The most heavily weighted item in the CPI is something known as Owners’ Equivalent Rent, or OER, which accounts for almost 24% of the total index. OER is the government bean counters’ preferred method for measuring the cost of owner occupied housing, calculated by figuring out how much the median homeowner in the country would have to pay to rent his or her family’s dwelling.

Many observers, Minyanville’s Professor Mish Shedlock included, believe the CPI has been understating inflation for years by ignoring housing prices. Now, that rents are beginning to fall, however, inflation readings could become dire.

As Professor Kevin Depew noted last week, the December CPI registered the lowest inflation reading since 1980. And while most media outlets touted the effect of dramatically lower energy prices, OER is quietly reversing a long-standing trend and contributing to the decline.

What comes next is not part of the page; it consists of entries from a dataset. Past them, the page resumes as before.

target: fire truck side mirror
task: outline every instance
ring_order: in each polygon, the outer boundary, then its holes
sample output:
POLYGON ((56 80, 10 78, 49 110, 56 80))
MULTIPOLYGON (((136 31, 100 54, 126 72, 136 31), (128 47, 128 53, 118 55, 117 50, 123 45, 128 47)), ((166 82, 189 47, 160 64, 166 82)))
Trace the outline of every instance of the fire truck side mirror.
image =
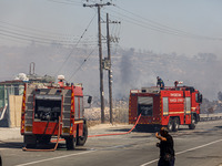
POLYGON ((203 101, 202 94, 199 93, 199 94, 198 94, 198 102, 199 102, 199 103, 202 103, 202 101, 203 101))
POLYGON ((90 95, 90 96, 88 97, 88 103, 91 104, 91 102, 92 102, 92 96, 90 95))

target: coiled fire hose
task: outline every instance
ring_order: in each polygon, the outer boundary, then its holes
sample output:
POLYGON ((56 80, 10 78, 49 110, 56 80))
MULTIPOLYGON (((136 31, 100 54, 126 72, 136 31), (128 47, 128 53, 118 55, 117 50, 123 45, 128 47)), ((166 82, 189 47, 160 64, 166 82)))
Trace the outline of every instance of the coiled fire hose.
MULTIPOLYGON (((133 126, 130 131, 128 131, 128 132, 124 132, 124 133, 111 133, 111 134, 89 135, 88 137, 99 137, 99 136, 125 135, 125 134, 130 134, 130 133, 135 128, 135 126, 138 125, 138 122, 140 121, 140 117, 141 117, 141 114, 138 116, 138 120, 137 120, 134 126, 133 126)), ((28 149, 28 148, 23 147, 22 149, 23 149, 23 151, 30 151, 30 152, 53 152, 53 151, 56 151, 57 147, 58 147, 59 142, 64 141, 64 139, 60 139, 60 123, 61 123, 61 118, 60 118, 60 116, 59 116, 59 131, 58 131, 57 144, 56 144, 54 148, 52 148, 52 149, 30 149, 30 148, 29 148, 29 149, 28 149)), ((51 141, 51 142, 53 143, 54 141, 51 141)))

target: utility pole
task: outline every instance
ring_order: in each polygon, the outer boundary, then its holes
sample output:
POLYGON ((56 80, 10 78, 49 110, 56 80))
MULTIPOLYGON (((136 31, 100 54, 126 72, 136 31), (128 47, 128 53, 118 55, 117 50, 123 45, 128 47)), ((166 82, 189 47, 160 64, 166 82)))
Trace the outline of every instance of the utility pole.
POLYGON ((110 21, 109 14, 107 13, 107 44, 108 44, 108 58, 104 59, 105 70, 108 70, 108 80, 109 80, 109 103, 110 103, 110 123, 113 124, 112 117, 112 63, 111 63, 111 51, 110 51, 110 42, 118 42, 118 39, 113 40, 110 37, 110 23, 120 23, 118 21, 110 21))
POLYGON ((109 102, 110 102, 110 123, 113 123, 112 118, 112 70, 111 70, 111 52, 110 52, 110 28, 109 28, 109 14, 107 13, 107 44, 108 44, 108 61, 110 63, 110 68, 108 71, 108 80, 109 80, 109 102))
POLYGON ((99 66, 100 66, 100 100, 101 100, 101 123, 104 123, 104 91, 103 91, 103 65, 102 65, 102 39, 101 39, 101 17, 100 9, 104 6, 110 6, 107 3, 95 3, 95 4, 83 4, 83 7, 97 7, 98 8, 98 44, 99 44, 99 66))

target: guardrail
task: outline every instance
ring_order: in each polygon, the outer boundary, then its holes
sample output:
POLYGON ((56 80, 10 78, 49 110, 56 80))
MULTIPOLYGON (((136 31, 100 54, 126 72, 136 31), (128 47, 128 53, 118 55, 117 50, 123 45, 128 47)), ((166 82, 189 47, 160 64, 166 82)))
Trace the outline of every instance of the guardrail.
POLYGON ((214 113, 214 114, 200 114, 200 121, 216 121, 222 120, 222 113, 214 113))

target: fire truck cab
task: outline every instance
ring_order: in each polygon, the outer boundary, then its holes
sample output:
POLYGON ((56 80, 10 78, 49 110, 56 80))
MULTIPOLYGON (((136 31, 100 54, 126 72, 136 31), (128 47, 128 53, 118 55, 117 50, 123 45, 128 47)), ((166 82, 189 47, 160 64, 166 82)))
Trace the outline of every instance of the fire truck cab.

Examining the data, available on the BLS’ website, OER has been steadily trending upwards for years. Even though the housing market peaked in late 2005, OER rose in 2006, 2007 and even 2008. The rate of change, however, is slowing. Notably, in December 2008, OER rose just 0.08% from November, breaking from the rest of the year’s trend.

And while 1 month does not a trend make, the data support stories from Manhattan to Los Angeles of landlords giving in to thrifty tenants shopping for the best deal. With mounting job losses and weak economic conditions persisting, this will be an important trend to watch in coming months. Property liquidations by big banks like Wells Fargo (WFC), Bank of America (BAC) and Citigroup (C) will add to housing supply, further pressuring rents.

CPI data matter, despite their myriad of potential problems, because of their effect on inflation expectations - or in this case, deflation expectations.

Federal Reserve officials, including Chairman Ben Bernanke, are wary of these expectations because they represent future consumer behavior. In a speech last summer, as energy prices rose to all-time highs, Bernanke said “Some indicators of longer-term inflation expectations have risen in recent months, which is a significant concern for the Federal Reserve.”

Fearful of higher prices in the future, consumers increase buying now, spurring demand and pushing prices up even further. The same is true the other way. If the public thinks prices will keep falling, they will delay purchases, waiting for a better deal down the road. This weakens aggregate demand, accelerating price declines.

So as rents, the largest component of the CPI, continue to fall, pricing measurements are likely to signal deflation, even as conventional wisdom calls for hyperinflation. And as a deflationist attitude gains currency, social mood continues to darken, and consumerism is shunned, lower prices will ultimately become a self-fulfilling prophecy.